On peut observer que jusqu’ici, on n’a guère d’exemples où des transformations morphologiques bien documentées chez des fossiles pourraient être reliées à de la génétique du développement. Mais, dans l’expérience des paléomammalogistes, certaines données fossiles paraissent très suggestives. Elles concernent des caractères dentaires, qui sont de loin les mieux documentés, et particulièrement des développements de structures se produisant fréquemment au même endroit de la dent. Ainsi, sur les molaires inférieures de plusieurs groupes différents de primates, on voit une crête en arrière du trigonide qui forme une saillie, que l’on appelle le métastylide. La saillie du métastylide augmente, elle peut former un petit tubercule secondaire, et elle aboutit dans plusieurs groupes à augmenter nettement la longueur de la crête coupante antérieure des molaires inférieures. On trouve cela chez des mangeurs de feuilles actuels, et on infère le même régime pour les fossiles qui augmentent la longueur de leurs crêtes coupantes (celle-là ou d’autres). Ce qui est curieux, c’est que le même processus s’est produit chez des lémuriformes malgaches, chez deux genres différents d’adapinés éocènes, Adapis et Leptadapis, et qu’on le voit également se former dans un groupe apparenté mais pourtant non primate au sens strict, les plésiadapidés (lignée européenne de Plesiadapis-Platychoerops). Pourquoi cette crête-là, à cet endroit, et jamais un allongement de crête de l’autre côté de la dent ? Quand le processus commence chez Plesiadapis, on voit des variations irrégulières de cette crête-là, et pas spécialement des autres (il faudrait approfondir l’analyse du processus).

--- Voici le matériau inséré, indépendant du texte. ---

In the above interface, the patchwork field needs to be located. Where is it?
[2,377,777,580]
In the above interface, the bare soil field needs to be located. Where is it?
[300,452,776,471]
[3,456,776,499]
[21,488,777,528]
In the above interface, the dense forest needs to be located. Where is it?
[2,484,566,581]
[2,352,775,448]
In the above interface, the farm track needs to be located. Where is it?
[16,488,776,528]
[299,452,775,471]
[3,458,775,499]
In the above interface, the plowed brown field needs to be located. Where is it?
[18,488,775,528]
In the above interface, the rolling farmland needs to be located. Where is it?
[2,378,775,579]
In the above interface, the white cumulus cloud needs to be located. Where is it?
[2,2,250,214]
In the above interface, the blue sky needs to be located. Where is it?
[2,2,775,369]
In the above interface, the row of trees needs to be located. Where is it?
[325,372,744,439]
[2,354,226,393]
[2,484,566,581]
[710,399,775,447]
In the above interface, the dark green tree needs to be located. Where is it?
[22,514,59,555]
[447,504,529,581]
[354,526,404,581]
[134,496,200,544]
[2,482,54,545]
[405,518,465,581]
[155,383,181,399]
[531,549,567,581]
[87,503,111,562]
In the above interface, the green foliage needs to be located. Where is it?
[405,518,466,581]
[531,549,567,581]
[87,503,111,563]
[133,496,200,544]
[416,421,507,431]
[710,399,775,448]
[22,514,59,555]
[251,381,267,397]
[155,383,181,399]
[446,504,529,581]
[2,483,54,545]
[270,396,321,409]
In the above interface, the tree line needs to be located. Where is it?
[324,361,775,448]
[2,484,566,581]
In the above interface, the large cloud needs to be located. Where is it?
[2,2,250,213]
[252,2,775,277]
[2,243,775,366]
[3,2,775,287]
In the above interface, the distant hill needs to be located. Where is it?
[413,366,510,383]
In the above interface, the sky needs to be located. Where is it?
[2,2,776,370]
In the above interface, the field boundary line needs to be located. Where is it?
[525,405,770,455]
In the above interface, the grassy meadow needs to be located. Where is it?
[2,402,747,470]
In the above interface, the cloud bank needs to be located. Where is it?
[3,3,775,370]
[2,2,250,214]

Un cas aussi intrigant, et encore plus fréquent, est le développement d’un mésostyle au milieu du bord externe des molaires supérieures. Ce mésostyle grandit, et dans bon nombre de cas, il capte les crêtes issues des deux tubercules externes, pour former une grande crête externe en W. Une grande crête externe en W se trouve chez bon nombre d’ongulés, chez plusieurs groupes de primates et chez les Plesiadapis. Quand, dans certains groupes de primates, le mésostyle commence à apparaître, il n’est d’abord qu’une variation du bourrelet basal de l’émail, le cingulum. Le processus a été bien décrit dans la lignée des Cantius-Notharctus[37] et dans celle des Necrolemur-Microchoerus[38]. Pourquoi cette variation n’apparaît-elle qu’à cet endroit de la dent ? Pourquoi n’y en a-t-il pas de semblables à d’autres endroits, et sur tout le pourtour de la dent ? Il faut bien admettre que, dans le processus de mise en place de la forme dentaire, au moment où l’épithélium qui sécrétera l’émail et la dentine se plisse, il y a là une fragilité particulière, une possibilité de variation plus grande qu’ailleurs ; peut-être s’agit-il d’un simple facteur de position, l’endroit étant éloigné des deux tubercules, qui eux varient peu. Les variations se produiraient alors en fonction d’une position, quelque chose que l’on pourrait appeler un facteur géométrique (une contrainte géométrique ?).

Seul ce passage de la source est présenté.